Why was the resolution filed?

Standard Bank has released a Coal-Fired Power Finance Policy (July 2019), and a Thermal Coal Mining Policy (March 2020). In December 2020, the bank released its first climate-related financial disclosures report, guided by the recommendations of the Task Force on Climate-related Financial Disclosures (TCFD), and a Fossil Fuels Financing Policy.

Standard Bank’s reporting acknowledges that climate change is material and poses significant risks, including to its ability to generate value for its shareholders over time. In each of the TCFD Report, the Fossil Fuels Financing Policy, and the Thermal Coal Mining Policy, Standard Bank also states that it supports the goals of the Paris Agreement.

However, none of the bank’s disclosures provide any strategy or measurable targets that show how, and when, it will align its financing with this stated commitment to the Paris Agreement’s goals. This is in stark contrast to Nedbank, for example, which recently released an Energy Policy targeting zero fossil fuel exposure by 2045, and including specific short-, medium-, and long-term deadlines for doing so.

In order to better appraise the long-term investment proposition, investors require more information to understand what steps Standard Bank is taking, if any, to reduce its exposure to fossil fuel assets in the short-, medium and long-term, on a timeline aligned with the Paris goals.

Legal opinion on shareholders’ rights to file climate change-related shareholder resolutions

Following Standard Bank’s refusal to table a climate risk-related shareholder resolution in 2020, Just Share has received a legal opinion from Advocates Tembeka Ngcukaitobi SC and Chris McConnachie, on shareholder rights to file climate risk-related resolutions.

The opinion concludes that:

  • The Companies Act, 71 of 2008, in section 7, specifies that the Act must be interpreted in a manner that promotes compliance with the Bill of Rights, and in accordance with a number of other purposes of the Act, including encouraging transparency and high standards of corporate governance.
  • Climate change is a serious human rights issue, which poses particularly severe risks to South Africa’s ability to develop in a sustainable and inclusive manner.
  • The aims of promoting transparency, sound corporate governance, and balancing the rights of shareholders and directors, would all be best promoted by allowing shareholders to call for further information, particularly on climate change and environmental, social, and governance (ESG) issues.
  • The international movement towards greater corporate disclosure of greenhouse gas (GHG) emissions, climate risk, and strategies and targets for decarbonisation, shows that disclosure is viewed as a necessary requirement, both to protect human rights, and to safeguard shareholders’ investments.
  • Barring shareholders from proposing any resolutions on climate change and ESG matters would not best promote the Bill of Rights or the section 7 purposes of the Companies Act, and would be out of step with the company laws in other comparable common law countries.
  • Directors do not have a unilateral discretion to refuse to table shareholder-proposed resolutions on content-based grounds.
  • If there are disagreements over the validity of a resolution, those disagreements should arguably be aired at the shareholders’ meeting and put to a vote.
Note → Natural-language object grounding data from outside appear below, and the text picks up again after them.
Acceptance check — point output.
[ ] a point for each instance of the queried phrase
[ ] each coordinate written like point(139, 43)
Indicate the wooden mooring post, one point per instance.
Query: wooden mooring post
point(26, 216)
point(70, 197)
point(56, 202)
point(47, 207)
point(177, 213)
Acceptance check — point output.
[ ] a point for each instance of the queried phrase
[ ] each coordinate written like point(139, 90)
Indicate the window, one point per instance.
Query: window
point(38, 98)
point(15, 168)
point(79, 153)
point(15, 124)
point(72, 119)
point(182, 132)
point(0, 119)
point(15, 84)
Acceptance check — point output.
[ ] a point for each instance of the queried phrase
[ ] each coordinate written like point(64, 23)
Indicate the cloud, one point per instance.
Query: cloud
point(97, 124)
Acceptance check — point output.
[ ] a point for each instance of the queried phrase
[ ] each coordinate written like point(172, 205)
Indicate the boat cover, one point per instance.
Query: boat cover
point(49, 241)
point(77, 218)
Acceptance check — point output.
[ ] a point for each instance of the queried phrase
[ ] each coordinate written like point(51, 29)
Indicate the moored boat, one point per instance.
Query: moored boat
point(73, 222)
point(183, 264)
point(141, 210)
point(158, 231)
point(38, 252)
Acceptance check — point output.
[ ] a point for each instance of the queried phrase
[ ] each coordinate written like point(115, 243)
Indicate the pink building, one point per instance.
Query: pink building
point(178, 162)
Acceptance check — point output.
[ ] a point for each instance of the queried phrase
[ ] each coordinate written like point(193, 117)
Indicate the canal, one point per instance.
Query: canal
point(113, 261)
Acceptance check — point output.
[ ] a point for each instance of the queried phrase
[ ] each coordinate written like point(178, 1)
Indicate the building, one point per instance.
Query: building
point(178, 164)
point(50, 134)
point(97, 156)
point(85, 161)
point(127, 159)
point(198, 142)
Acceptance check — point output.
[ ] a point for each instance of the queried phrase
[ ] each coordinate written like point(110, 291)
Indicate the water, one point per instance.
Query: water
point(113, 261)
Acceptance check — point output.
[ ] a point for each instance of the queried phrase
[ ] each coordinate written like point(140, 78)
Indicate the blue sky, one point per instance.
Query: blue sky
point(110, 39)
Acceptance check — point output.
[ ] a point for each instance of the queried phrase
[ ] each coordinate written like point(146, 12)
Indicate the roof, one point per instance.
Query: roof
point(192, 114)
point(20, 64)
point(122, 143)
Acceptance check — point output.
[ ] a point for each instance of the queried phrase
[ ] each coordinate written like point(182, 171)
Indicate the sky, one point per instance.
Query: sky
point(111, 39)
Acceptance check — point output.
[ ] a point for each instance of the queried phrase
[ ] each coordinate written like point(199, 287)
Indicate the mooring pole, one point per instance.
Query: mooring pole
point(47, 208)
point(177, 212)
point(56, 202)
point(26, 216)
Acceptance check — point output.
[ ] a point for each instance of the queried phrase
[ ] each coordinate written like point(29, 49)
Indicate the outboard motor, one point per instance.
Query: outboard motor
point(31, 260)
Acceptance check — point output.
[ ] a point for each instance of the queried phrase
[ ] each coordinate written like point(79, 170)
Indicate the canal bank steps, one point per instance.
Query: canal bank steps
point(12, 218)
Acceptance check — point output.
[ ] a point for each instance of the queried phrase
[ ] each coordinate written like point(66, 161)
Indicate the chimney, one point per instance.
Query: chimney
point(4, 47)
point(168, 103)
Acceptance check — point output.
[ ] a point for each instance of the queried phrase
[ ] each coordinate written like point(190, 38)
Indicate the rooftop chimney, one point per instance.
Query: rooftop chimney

At the very least, directors should go to court to seek an order blocking the resolutions.
  • The courts are likely to find that shareholders are entitled to file binding resolutions relating to disclosure on climate change matters.
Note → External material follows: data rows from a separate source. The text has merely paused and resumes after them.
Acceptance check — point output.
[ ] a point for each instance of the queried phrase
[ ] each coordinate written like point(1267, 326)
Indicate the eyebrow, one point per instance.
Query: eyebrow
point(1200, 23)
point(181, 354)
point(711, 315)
Robyn Hugo, director of climate change engagement at Just Share, says: “Standard Bank is Africa’s biggest lender by assets, and it is poised to facilitate significant fossil fuel expansion on the continent. This is at odds with the bank’s repeated statements that it is committed to the Paris Agreement goals. Without a strategy, and measurable targets, it is impossible for shareholders to evaluate the strength of the bank’s commitments to align its lending activities with Paris. This non-binding resolution simply calls for the bank to disclose whether it has any such strategy and targets. There is no reason why Standard Bank should not already have agreed to table it, and embarked on the administrative process of notifying shareholders of the change to its proxy voting form.”